Une fille de la province (The Country Girl), réalisé par George Seaton, sorti le 15 décembre 1954, distribué par Paramount. C’est le rôle qui donna le « coup de Grace » à la malheureuse Judy Garland, dont la carrière au cinéma amorça son déclin irréversible après un come-back somme toute fracassant et qui lui ouvrait bien des espoirs.

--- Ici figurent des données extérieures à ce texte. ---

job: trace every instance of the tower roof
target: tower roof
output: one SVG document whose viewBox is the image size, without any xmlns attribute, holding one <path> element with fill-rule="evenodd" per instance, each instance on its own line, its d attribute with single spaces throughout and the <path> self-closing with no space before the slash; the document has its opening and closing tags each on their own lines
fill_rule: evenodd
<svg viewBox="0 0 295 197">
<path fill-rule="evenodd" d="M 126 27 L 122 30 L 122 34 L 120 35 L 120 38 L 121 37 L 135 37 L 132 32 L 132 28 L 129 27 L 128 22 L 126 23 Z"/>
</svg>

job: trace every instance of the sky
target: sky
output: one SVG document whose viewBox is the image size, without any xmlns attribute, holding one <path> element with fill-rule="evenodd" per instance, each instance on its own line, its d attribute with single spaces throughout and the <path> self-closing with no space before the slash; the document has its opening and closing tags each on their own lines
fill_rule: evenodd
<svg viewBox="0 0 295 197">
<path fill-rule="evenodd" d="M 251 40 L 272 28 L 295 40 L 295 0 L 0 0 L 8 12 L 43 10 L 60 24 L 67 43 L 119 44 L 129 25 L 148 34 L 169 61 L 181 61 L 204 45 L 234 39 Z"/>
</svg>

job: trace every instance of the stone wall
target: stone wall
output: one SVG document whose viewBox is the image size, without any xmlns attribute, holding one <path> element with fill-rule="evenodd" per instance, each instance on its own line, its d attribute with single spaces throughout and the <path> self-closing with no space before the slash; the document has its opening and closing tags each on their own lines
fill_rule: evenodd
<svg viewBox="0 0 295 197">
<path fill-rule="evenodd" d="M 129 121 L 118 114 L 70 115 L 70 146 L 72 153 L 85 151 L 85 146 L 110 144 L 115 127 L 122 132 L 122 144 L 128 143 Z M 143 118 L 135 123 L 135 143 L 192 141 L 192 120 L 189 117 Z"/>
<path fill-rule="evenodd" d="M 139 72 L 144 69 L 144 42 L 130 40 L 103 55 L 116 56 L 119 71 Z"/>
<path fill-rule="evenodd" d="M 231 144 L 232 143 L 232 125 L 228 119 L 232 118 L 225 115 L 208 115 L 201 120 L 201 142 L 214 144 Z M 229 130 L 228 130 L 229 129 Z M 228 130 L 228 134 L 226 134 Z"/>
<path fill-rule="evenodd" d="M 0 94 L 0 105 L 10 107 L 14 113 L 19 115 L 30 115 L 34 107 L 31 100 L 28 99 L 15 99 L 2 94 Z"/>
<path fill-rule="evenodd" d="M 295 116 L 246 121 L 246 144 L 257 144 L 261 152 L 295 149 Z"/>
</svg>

Grace Kelly obtint l’oscar de la meilleure actrice, un an après avoir concouru dans la catégorie du second rôle pour « Mogambo ». Lors de la cérémonie des Oscars, le film fut en compétition dans six autres catégories : meilleur film (vainqueur : « Sur les quais », produit par Sam Spiegel), meilleur réalisateur (vainqueur : Elia Kazan pour « Sur les quais »), meilleur acteur pour Bing Crosby (vainqueur : Marlon Brando dans « Sur les quais »), meilleure direction artistique d’un film en noir et blanc (vainqueur : Richard Day pour « Sur les quais »), meilleure photographie d’un film en noir et blanc (vainqueur : Boris Kaufman pour « Sur les quais ») et enfin le meilleur scénario d’adaptation que son réalisateur, George Seaton, gagna (cf. supra).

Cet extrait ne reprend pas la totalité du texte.